To even think that we're fans

By Nick Pinkerton


Tonight is the year's biggest sporting event on our campus. Over four thousand students, alumni and local spectators will pack Leavey Center as Santa Clara looks for redemption against the Zags.

Whether or not the Broncos defeat Gonzaga and end a three-game home losing streak, it's important to keep this in mind.

As students, we are ultimately the ones who decide how we, our surrounding community and the media remember Santa Clara basketball and our other university athletics programs.

This reputation is more than just an allusion to the events that happened last year in Leavey -- when the Broncos pressured Gonzaga for 30-something minutes, only to come up short due in part to inappropriate fan behavior.

In short, for several years here, the students have not fully appreciated the nature of sports on this campus.

As students, we're aware of the presence of student athletes on this campus and the level of commitment to which they make for their particular sport. We have a basic understanding of the university's athletic identity.

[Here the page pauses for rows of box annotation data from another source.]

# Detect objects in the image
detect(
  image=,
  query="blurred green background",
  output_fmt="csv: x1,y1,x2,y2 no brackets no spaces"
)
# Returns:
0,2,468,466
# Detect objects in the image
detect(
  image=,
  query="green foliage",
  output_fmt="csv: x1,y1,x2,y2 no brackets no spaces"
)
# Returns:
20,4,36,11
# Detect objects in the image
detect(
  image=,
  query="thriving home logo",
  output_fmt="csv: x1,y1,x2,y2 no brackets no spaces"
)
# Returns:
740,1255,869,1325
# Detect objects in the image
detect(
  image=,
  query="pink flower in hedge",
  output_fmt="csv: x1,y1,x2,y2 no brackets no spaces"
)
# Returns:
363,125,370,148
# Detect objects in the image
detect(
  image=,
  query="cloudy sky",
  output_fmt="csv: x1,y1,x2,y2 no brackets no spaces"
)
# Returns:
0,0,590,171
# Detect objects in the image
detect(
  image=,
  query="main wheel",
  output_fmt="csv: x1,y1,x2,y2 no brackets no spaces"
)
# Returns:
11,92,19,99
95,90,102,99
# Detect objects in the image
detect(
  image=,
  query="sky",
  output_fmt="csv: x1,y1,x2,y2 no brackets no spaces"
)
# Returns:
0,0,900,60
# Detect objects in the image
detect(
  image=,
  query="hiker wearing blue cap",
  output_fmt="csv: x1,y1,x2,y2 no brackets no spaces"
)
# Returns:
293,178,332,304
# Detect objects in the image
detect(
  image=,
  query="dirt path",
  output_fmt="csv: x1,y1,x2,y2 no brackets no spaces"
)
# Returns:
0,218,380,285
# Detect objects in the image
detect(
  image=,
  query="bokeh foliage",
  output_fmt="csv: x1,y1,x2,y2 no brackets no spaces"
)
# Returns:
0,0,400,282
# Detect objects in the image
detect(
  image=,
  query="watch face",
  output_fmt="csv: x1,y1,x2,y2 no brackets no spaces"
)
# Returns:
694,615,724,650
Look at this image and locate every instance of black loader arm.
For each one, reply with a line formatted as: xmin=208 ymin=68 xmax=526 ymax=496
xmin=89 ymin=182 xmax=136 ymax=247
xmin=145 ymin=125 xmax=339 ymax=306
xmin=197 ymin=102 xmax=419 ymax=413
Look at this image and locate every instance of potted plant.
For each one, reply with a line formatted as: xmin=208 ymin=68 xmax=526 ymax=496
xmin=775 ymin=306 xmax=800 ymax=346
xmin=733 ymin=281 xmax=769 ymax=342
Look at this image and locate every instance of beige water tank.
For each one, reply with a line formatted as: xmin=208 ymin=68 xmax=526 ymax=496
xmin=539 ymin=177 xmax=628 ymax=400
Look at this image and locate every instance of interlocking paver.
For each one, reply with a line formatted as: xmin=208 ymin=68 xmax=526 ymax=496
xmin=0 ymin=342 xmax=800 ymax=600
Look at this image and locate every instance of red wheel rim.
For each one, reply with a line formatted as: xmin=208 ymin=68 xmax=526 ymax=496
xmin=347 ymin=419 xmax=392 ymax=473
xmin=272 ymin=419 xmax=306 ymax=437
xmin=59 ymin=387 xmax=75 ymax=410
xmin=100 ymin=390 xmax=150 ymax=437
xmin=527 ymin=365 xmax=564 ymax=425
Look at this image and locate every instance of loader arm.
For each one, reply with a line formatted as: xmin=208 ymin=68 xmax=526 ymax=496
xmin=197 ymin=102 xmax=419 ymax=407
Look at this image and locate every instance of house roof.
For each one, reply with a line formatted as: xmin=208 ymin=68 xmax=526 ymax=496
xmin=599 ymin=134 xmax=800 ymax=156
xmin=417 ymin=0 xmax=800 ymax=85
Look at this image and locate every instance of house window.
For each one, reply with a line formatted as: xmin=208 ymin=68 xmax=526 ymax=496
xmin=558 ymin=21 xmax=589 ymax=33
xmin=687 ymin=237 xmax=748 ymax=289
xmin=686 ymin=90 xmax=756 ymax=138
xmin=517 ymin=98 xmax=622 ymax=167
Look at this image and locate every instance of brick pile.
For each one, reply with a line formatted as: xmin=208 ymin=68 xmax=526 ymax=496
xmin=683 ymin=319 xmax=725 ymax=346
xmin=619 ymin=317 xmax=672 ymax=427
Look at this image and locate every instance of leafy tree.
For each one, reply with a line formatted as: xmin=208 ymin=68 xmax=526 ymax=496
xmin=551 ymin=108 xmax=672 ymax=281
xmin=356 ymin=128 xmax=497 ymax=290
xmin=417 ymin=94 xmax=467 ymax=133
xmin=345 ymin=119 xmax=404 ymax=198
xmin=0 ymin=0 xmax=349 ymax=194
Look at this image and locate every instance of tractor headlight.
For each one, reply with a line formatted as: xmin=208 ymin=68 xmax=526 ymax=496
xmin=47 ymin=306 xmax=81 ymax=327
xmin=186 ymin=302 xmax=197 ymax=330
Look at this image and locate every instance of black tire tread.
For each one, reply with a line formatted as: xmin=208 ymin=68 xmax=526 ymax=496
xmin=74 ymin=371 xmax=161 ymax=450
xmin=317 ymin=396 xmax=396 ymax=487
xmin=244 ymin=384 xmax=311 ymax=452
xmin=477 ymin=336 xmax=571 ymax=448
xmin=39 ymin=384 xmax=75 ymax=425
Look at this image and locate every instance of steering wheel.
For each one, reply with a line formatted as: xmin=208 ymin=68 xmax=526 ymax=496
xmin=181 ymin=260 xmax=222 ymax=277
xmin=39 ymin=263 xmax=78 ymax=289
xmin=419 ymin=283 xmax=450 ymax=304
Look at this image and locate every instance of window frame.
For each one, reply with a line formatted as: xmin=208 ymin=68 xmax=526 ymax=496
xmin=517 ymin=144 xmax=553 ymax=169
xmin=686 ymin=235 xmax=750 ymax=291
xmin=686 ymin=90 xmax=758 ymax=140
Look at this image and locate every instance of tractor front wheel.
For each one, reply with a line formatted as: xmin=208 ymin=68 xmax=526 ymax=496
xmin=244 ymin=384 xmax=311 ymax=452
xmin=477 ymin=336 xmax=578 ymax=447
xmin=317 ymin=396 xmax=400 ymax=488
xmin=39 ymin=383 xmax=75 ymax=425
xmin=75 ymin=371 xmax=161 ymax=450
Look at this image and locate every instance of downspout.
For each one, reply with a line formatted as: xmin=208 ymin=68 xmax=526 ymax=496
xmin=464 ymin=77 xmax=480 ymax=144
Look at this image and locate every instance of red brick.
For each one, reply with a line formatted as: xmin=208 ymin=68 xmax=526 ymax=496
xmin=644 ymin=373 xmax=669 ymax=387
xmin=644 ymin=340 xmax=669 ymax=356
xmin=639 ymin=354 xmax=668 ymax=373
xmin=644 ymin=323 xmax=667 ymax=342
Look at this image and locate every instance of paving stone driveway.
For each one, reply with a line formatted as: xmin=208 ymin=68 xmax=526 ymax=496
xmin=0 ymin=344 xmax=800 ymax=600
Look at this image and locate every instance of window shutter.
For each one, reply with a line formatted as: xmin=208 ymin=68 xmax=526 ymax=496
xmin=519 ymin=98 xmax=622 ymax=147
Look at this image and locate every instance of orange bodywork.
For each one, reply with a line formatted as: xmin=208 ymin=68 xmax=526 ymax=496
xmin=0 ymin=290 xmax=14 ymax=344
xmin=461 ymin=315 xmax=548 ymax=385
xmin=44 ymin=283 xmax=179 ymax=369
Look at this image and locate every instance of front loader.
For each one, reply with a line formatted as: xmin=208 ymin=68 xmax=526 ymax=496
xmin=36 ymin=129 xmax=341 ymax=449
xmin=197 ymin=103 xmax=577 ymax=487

However, what we don't understand is that we too have a significant role in the makeup of this identity.

This won't be as prevalent tonight when over a thousand of the Ruff Riders pack the Leavey bleachers. Savor this night when we're actually representing a Division I program.

But here is the reality for the rest of our programs. If one of our teams loses a game, we may talk about it the next day -- maybe even two days later -- and then it's as irrelevant to us as the number of stitches on a baseball.

We'll watch the women's soccer team or men's water polo team in the first home game of the school year, but our appreciation for them will die down until the postseason. And those are perennial top-25 programs.

At the end of all of this, we don't have a genuine concern for our teams and our role as the voice of this campus. Even I consider myself guilty of this.

Because of this lack of identity, we inconsistently fill in the venues. We yell at opposing players and referees with vulgarity and insensitivity. We throw trash onto the court. And then, whatever the outcome, we party.

Sports, for most universities, provide students with another facet of the college experience. Win or lose, we can be a part of this together and give our time in college much more meaning than a transcript and a hodgepodge of drunken adventures.